If you're a novice investor, your first question here is probably "what is an ETF?" The answer to that question is that it's an exchange-traded fund. From the name alone, you should understand that this means that buying into gold ETFs means buying your way into the stock market - and so you should also know the risks.
For all the glitz and glamour that sometimes accompanies it, the stock market is really just a planet-wide game of online slots which offer free spins no deposit.
A little knowledge about how it operates can help you to tilt the odds in your favour in just the same way that knowing the 'return to player' rate and the volatility of a game at an online slots website can improve your chances there, but there's still a lot of luck involved. We know that stock traders might not appreciate being compared to online slots players, but it's a fair comparison.
Nevertheless, the route is available if you want to take it, with more than 30 ETFs available that specialize in gold and an increasing number of people who pair gold ETF investments with property investments as a preference to currency holdings. Ask your adviser to go through the pros and cons with you.
Gold Single Stocks
This might be the most simple way you could invest in gold. When you invest in single stocks related to gold, you're literally investing in a company that mines the precious material out of the ground.
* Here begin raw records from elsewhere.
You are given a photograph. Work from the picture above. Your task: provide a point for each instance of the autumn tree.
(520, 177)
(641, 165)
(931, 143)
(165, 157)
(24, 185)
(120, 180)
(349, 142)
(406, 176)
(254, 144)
You might think that this is a no-brainer because anyone who operates a goldmine must surely be making money, but some gold mines perform better than others.
Some are about to go dry. Others are at the beginning of digging out a whole new seam of gold. You need to know who you're investing in before you part with your cash, which means knowing what inventory they have, what their reserves look like, and what their track record is.
Single stocks can be very profitable if you back the right horses but disastrous if you back the wrong ones. Knowledge is power, so do plenty of reading before you head down this route.
Closed-end Gold Funds
The attraction of closed-end funds is that they usually come with a discount that makes them cheaper to own than buying directly into the asset they're traded-in.
The downside is that they also usually come with fees. Only their performance will dictate whether the fees justify the discount or vice versa, and even past performance can't always tell you whether future performance is likely to be favourable.
The key to success in this market is finding a fund that's available with a deep discount and jumping on it just before a sharp rise in the price of gold.
Unfortunately, if it was easy to do that as it was to write about it, everybody would be rich, and we wouldn't be writing this article because we'd be enjoying our private villa in the Bahamas.
A very experienced, shrewd adviser might be able to spot the patterns that indicate when the right times for jumping on or off might be, but ask them for evidence of the performance of their own investments before you follow suit. They should have the confidence to put their own money where their mouths are.
Anyone who said that collecting coins is a boring hobby clearly doesn't understand the value of money. Gold has been used to make coins for as long as coins have existed and will continue to be used for the same purpose until the day that physical currency no longer exists.
American Eagles are the most popular type of gold coins in the USA, although Canadian Maples also have value and are expected to keep it in the years to come.
Be careful where you buy it from, though - professional dealers and brokers are the best way to go if you want to ensure that you steer clear of counterfeits. You wouldn't want to spend big money on coins only to find out that they're not quite what you thought they were!